Hawks, Tigers take different roads
Jake Niall | May 10, 2007
The Age
FOR the second time in his life, Terry Wallace, who left Glenferrie after the 1986 premiership, chose the volatile, larger-than-life Tigers over the more staid Hawks.
He got a five-year coaching contract — a term that would have accounted for two or three Richmond coaches in the '80s — not as a form of danger money, but because it was apparent that this wretched club, addicted to the quick fix for two decades, needed to employ the Tommy Hafey game style off the field for once and "go long (term)".
If no purpose is served by second-guessing his choice of job, Wallace must surely wonder why the club he spurned is faring much better than the one he's coaching. It's not a complete accident.
The Hawks were in a similarly dire position at the end of 2004, when Wallace began his perilous journey into Punt Road's heart of darkness. Richmond was 16th, Hawthorn 15th, and both were in the throes of divisive elections.
Wallace said at the time that Hawthorn was more capable of a quick rise, because it had the stronger senior group. Interestingly, the opposite is what transpired: the Tigers were immediately competitive — almost playing 50-50 ball in 2005-06 — while the Hawks won only 14 of 44 games.
Herein lies the moral, and a philosophical difference. Richmond talked about taking the long road, Hawthorn walked it, and did not deviate. The Tigers went for youth, but, for various reasons, especially fiscal ones, made more compromises. Mark Graham, offloaded by Hawthorn and picked by the Tigers for 2005, encapsulates the difference in mind-set.

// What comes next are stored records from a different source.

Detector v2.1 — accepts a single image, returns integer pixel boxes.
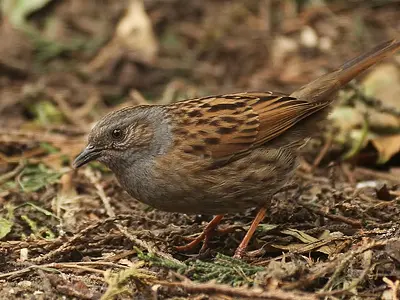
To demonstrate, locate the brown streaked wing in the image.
[170,92,327,163]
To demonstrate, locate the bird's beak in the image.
[72,145,101,169]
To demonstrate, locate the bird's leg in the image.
[233,206,267,258]
[175,215,224,251]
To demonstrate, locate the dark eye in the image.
[111,129,122,140]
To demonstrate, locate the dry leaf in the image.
[87,0,158,73]
[371,134,400,164]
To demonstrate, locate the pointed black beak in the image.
[72,145,101,169]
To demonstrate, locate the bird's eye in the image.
[111,129,122,140]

While the Hawks did, as Wallace suggested, own the more able senior group, they didn't give a fig about 2005 and 2006. In fact, finishing down among the stragglers was really the preferred outcome, handing them three more top-six draft picks.
More critically, Hawthorn decided that pretty much every senior player was expendable, and so Nathan Thompson — their sole power forward — was traded and it conned the Kangas into giving it picks 14 and 18 for Jonathan Hay.
"Spida has to go" was written on the Waverley wall as soon as Alastair Clarkson arrived, and Peter Everitt duly departed for a more modest return (saving dollars, though). At one stage, the Hawks even were willing to let the iconic Shane Crawford walk.
To be fair, the Tigers also grasped the necessity of giving up a seasoned commodity for draft picks, and Brad Ottens went to Geelong for picks 12 and 16. But whereas Grant Birchall and Jordan Lewis — delivered to Hawthorn via the Hay and Thompson deals respectively — are having an impact, it's unclear whether the Ottens compensation (Danny Meyer and Adam Pattison) will bring home any bacon for Plough.
Richmond had the right philosophy on Ottens; the question was, and is, one of execution.
Richmond's slightly weaker senior core from 2004 was a disadvantage, since it had fewer players of the right, mid-20s age anyone would want. Joel Bowden and Matthew Richardson were a tad old, and, as sons of ex-players, were perhaps harder to offload from a cultural viewpoint (Richo especially). Still, I doubt it would have stopped Hawthorn.
In early 2005, Hawthorn hired a list manager in Chris Pelchen, acquired in addition to the new football operations manager (Mark Evans), and handed him one of the highest recruiting budgets among Victorian clubs. It empowered the football department to make long-term decisions and was rigorous about benchmarking its list against the rest of the competition. Clarkson, a rookie coach with only a two-year contract, had to operate within long-range parameters.
Richmond, meanwhile, had Greg Miller doing everything except sweep the floor, rather than confining him to the main game, which was list management. Thus, Richmond's debt — about $4 million or so then — is reaping serious on-field repercussions, as the (financially improving) club plays catch-up in its resources. Henceforth, someone should hang a giant sign in the Punt Road offices that reads: "It's the list, stupid."
Luck also has played a part in Richmond's relative stagnation. Nathan Brown snapped his leg like a twig and hasn't recovered. Lance "Buddy" Franklin was overlooked by Richmond and Hawthorn (and the Bulldogs) in draft picks 1-4 and really fell into the Hawks' lucky lap at No. 5.
Still, what's that cliche about good teams "making their own luck?"